Preclinical studies identified useful prescription drugs, such as SSRIs, anxiolytics, antipsychotics, and anticonvulsants. However, these drugs are generally administered in a chronic fashion, and this comes with a caveat: generating chronic elevations in AEA and 2-AG may be counterproductive. Faced with constant activation by agonists, CB1 and CB2 desensitize and downregulate. A desensitized receptor drives less receptor-mediated signal transduction, and develops cross-tolerance to all agonists—eCBs and phytocannabinoids alike. A downregulated receptor is not functional—either it does not bind ligand or has internalized away from the cell membrane.

The difference between acute and chronic augmentation has been demonstrated in rodent studies: acute blockade of MAGL with JZL184 elevated 2-AG levels and provided analgesia [324]. In the face of chronic blockade with JZL184 this analgesia was lost, because sustained elevation of 2-AG caused CB1 desensitization. This led to a loss in eCB-dependent synaptic plasticity, cross-tolerance to other cannabinoids, and physical dependence.

Other drugs identified in preclinical studies have side effect profiles too severe to warrant their use for upregulating the eCB system (e.g., corticosteroids, opioids, nicotine).

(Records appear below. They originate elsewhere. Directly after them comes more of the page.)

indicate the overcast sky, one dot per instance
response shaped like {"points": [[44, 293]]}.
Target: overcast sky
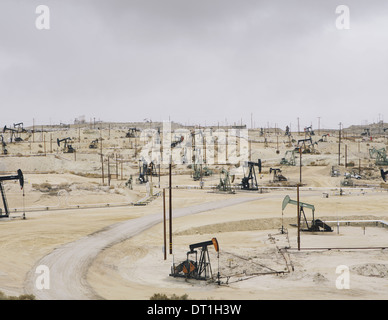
{"points": [[195, 62]]}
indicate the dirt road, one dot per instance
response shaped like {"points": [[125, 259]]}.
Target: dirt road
{"points": [[69, 263]]}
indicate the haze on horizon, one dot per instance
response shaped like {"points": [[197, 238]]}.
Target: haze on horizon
{"points": [[259, 62]]}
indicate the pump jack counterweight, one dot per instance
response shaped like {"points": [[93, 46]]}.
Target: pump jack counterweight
{"points": [[19, 177]]}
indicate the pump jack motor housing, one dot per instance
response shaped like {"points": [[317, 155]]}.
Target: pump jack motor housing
{"points": [[19, 177]]}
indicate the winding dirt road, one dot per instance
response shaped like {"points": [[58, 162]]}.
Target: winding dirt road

Preclinical studies suggest a number of over-the-counter medications, such as analgesics, seem to be acting through eCB-mediated mechanisms. Clinical trials are warranted, although over-the-counter medications lack patent protection, so expensive clinical trials seem unlikely.

 

Supporting Information

Checklist S1

Online supporting material. Preferred Reporting Items for Systematic Reviews and Meta-Analyses (PRISMA) checklist.

(DOC)

Funding Statement

This study was initially supported by an AssocPro (Associate Professor) grant, Unitec New Zealand to JM; subsequent funding by GW Pharmaceuticals. The funders had no role in study design, data collection and analysis, decision to publish, or preparation of the manuscript.